Momand was one of more than 400 candidates for Kabul Province in the 2005 parliamentary election. She was also a candidate for the 2009 provincial election and the 2010 parliamentary election.

Momand was appointed as Minister of Higher Education in the cabinet of President Ashraf Ghani in April 2015. As Minister, she called for transparency in university examinations, advocated for women in scholarship, and supported the launch of the first programs in gender studies and women's studies at Kabul University.

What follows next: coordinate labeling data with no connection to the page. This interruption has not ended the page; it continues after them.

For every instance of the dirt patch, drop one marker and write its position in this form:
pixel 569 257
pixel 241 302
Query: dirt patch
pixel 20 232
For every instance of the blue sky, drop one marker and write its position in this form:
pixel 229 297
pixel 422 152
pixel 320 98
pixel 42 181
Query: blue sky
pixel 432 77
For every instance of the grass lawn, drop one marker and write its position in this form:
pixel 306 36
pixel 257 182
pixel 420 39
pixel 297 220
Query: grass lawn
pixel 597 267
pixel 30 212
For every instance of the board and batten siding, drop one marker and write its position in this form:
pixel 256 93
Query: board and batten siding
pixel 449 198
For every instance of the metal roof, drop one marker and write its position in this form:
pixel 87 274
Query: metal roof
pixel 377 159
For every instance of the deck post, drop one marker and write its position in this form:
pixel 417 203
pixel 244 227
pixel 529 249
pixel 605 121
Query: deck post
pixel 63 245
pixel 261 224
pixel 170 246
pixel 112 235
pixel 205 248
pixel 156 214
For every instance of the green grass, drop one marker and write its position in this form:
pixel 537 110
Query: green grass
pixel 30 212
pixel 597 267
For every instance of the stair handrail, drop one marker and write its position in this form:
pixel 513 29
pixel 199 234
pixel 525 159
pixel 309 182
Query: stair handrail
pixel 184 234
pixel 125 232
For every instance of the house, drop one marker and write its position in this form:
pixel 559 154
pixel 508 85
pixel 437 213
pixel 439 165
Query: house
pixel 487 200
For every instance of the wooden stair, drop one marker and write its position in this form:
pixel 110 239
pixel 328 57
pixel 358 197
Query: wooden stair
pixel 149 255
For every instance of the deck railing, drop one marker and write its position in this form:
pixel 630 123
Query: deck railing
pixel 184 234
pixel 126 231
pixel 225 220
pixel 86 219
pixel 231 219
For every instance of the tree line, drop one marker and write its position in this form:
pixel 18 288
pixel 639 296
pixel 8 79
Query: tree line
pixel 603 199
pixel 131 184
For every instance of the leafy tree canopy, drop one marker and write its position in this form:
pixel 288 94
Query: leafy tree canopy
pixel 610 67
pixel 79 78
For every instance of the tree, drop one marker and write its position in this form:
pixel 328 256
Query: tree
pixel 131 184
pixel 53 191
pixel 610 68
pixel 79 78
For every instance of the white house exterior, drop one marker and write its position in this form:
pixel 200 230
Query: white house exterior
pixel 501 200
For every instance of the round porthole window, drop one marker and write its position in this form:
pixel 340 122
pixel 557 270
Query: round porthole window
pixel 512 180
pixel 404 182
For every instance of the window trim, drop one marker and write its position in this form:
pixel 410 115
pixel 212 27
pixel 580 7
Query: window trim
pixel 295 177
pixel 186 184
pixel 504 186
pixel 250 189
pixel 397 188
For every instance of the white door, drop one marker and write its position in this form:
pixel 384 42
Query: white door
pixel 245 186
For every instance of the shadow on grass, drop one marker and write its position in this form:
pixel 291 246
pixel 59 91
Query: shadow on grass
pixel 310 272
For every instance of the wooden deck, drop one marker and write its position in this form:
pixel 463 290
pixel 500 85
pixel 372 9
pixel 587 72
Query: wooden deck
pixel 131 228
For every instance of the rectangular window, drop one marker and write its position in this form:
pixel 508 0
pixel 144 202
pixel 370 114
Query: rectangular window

In 2016, the Wolesi Jirga began impeachment proceedings for ministers who had failed to spend more than 70% of their development budgets for the year. Momand was one of seven ministers dismissed over four days. She was summoned to report on her development budget spending for the year and when she did not appear on the day, was dismissed in her absence. President Ghani called the dismissals "unjustifiable" and urged the Supreme Court to intervene, while CEO Abdullah Abdullah urged the ministers to keep working until the relevant constitutional article was interpreted.

==Personal life==
Momand is married to Habib Rayed and they have five children.